I didn't think of telepathy then, though I thought plenty about it afterwards. I stumbled back, wanting to get away, but scared. I started to sweat; somebody could get inside me, and stay there and do things to me. Things worse than a Martian cop could do with his coercoats and neuron twisters.

My head hurt and I yelled something. Everything around me started to melt and run together, and the stone under my boots got soft. I got a fading look at them, two of them, standing like purple shadows. A girl with black black eyes. And a man, a big Earthman, aristocratic and distinguished-looking, with eyes like polished Venusian fog crystals.

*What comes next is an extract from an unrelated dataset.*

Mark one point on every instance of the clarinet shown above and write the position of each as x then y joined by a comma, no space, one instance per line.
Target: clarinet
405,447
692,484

I heard the fading thunder from the spaceport outside Sanskran, and that was all, for a while. The next thing I knew I was coming into Earth, a place I'd never been, and wasn't supposed to be able to go to because I'd never been 'purified'. I had no Solar visa, I thought, and didn't want to go through the psyche treatment necessary to get one.

But a lot of things changed for me that night when they took me off that street. Teleportation, that's what it was—whatever that is. They had machines all right. Their minds and nervous systems, which they had perfected, were machines. Mind-energy, the basic energy.

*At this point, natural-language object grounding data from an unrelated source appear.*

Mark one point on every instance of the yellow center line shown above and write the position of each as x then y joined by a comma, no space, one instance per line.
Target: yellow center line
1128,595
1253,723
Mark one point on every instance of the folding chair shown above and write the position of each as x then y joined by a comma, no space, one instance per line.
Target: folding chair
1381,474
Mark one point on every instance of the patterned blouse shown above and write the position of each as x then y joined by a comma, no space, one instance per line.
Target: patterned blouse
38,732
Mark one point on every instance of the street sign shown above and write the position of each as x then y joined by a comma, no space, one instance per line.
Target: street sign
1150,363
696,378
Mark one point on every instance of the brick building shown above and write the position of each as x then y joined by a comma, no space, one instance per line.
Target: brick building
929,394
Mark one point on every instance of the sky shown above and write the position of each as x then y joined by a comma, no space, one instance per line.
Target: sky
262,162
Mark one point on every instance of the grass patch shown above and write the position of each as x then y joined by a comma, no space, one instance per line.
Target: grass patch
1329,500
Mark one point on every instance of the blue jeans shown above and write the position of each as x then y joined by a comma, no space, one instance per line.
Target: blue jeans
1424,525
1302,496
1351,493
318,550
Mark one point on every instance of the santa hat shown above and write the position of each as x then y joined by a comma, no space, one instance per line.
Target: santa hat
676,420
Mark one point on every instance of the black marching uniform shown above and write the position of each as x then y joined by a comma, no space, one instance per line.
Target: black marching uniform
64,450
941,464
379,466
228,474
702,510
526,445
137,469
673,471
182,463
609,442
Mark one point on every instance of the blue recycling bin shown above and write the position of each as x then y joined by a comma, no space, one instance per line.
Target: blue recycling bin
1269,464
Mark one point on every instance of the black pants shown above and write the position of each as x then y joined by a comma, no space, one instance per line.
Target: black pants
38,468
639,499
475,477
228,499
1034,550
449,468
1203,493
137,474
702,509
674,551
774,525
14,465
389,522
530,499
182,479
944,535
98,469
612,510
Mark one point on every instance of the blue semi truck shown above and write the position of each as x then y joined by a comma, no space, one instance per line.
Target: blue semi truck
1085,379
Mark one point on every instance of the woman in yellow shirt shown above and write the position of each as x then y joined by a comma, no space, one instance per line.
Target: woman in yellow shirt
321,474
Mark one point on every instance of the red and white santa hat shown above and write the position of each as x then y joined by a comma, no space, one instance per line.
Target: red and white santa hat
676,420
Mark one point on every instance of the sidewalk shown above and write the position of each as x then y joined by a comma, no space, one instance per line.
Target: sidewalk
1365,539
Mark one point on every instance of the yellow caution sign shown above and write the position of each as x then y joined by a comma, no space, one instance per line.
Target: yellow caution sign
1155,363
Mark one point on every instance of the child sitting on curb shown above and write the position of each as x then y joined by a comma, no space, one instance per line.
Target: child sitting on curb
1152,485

I learned a little about that stuff later, but not very much.

Even after they gave me some of their 'power' like giving a kid candy, I didn't know what it was. Like any dumb atomeer can use the power of breaking atoms and not know anything more about physical science than a New York debutante knows about a krin-krin hangover. Like the experts who still can't tell you what electricity is.

I came out of the fog feeling pretty good, considering. I knew one thing right off, as any spacer would: I was in space, at C-acceleration, beyond the neutral-gravity point between planets, and in free fall.

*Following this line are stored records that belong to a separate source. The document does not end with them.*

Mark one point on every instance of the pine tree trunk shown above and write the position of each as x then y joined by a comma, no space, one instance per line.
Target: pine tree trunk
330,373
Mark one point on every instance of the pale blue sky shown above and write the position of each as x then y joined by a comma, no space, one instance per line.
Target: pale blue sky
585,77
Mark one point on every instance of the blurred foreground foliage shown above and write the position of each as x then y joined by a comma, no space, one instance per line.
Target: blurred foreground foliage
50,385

I sat up on foam-rubber cushioning and this girl was looking at me with those black black eyes, so black they were almost purple. The big aristocratic guy was sitting beside her.

She was young and very nice to look at. Her eyes softened, and I felt more at ease. The gent smiled; both of them gave me the idea of having a lot more energy and vitality than any ordinary person.

"We saved you from the police," she said. Her body moved softly under skin-tight resensilk. She had used her voice, but I felt her thoughts. I knew she didn't have to use her lips to tell me anything. It was a funny feeling. "You're on a space-cruiser. We'll be in a La Guardia field cradle in five hours."